It has often struck me as odd that the Jewish New Year comes in the fall. While it is true that as a demarcation of one point on the circular orbit of the sun, any choice might be arbitrary, knowing that Nisan, the month of spring (Aviv), is the first month on the calendar has not made it seem any less strange that we celebrate the New Year in the fall. Spring is the season of rebirth, of flowers and planting. It is the season which seems to hold the most potential, the most hope. It bursts with energy after the survival of a barren winter.
So why did Judaism shift its New Year observance from Nisan, the first month, to Tishrei, the seventh month? Perhaps because fall is the harvest season. Perhaps because fall, rather than being the season of unfulfilled potential, is the season of reality when agricultural efforts come to fruition or fail. Symbolically, fall is the season when we take stock of what we have done. After all, this is what the High Holy Days, the Days of Awe, call us to do. They command us to look at our lives and consider the harvest that we are reaping because of the seeds that we have planted. It is not the time to point at others; it is the time to take full responsibility for our own actions, and understand that if we want things to be different, we have to be different. As we come face to face with our personal harvest, we should come to understand that planting the same seeds year after year will always produce the same result. In the words of the song: “Plant a radish, get a radish ... never any doubt.”

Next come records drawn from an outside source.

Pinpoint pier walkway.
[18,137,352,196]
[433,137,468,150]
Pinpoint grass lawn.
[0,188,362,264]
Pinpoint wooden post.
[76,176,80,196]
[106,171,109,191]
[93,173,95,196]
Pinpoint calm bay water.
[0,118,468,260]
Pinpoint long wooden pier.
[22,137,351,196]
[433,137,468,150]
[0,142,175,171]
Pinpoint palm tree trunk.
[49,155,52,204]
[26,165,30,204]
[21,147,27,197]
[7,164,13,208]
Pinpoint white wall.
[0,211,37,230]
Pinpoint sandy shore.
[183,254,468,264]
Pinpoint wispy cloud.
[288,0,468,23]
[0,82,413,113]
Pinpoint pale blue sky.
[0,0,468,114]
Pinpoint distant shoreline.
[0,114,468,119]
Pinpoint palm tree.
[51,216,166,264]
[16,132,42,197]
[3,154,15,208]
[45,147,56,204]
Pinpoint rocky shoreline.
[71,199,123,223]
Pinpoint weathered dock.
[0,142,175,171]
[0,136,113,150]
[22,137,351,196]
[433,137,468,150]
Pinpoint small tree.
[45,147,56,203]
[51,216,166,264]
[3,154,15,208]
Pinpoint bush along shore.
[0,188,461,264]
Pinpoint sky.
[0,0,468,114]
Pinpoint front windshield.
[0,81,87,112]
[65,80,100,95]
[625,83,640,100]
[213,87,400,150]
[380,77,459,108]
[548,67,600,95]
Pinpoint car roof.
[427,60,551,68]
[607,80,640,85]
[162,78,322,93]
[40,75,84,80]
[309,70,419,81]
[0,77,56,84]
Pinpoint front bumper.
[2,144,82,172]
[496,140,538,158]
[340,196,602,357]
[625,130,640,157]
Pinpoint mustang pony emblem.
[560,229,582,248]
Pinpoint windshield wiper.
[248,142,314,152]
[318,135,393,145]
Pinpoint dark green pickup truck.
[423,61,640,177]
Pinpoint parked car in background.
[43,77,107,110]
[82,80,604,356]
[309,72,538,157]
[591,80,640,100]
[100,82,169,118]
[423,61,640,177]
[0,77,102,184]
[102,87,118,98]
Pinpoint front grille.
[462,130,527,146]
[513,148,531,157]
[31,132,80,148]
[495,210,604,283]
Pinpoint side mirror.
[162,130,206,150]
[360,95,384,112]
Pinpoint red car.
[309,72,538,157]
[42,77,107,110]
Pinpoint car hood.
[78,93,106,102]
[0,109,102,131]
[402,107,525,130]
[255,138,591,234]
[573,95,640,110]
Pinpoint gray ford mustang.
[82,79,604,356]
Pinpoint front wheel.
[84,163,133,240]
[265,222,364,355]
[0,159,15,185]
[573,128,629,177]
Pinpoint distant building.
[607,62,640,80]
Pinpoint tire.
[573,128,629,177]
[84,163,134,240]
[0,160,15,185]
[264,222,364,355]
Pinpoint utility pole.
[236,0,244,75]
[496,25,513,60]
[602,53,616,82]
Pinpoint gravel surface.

Fall is also a time of transition. Fall, like spring, is a bridge between two extremes, summer and winter. In that transition, there is a burst of energy. We know that adult education classes are best subscribed in the fall. The children return to school. There is an implicit dynamic of commitment to what is to come. (In our day and age, it may also be the product of a return from summer vacation.)
These considerations begin to make sense of a fall New Year. Rosh Hashanah does not call us to pure unbridled celebration. Rather it calls us to celebrate life, and all that life has to offer in terms of joy and accomplishment. It calls us to celebrate the human capacity for change. It calls us to celebrate that life is finite and therefore has meaning beyond mere existence.
So in this year when the Holy Days are so late (although they are begin as always on Tishrei 1), I wish you and yours a joyful, meaningful, healthy New Year.
Shana Tova Tikateivu - May you be inscribed for a year of life.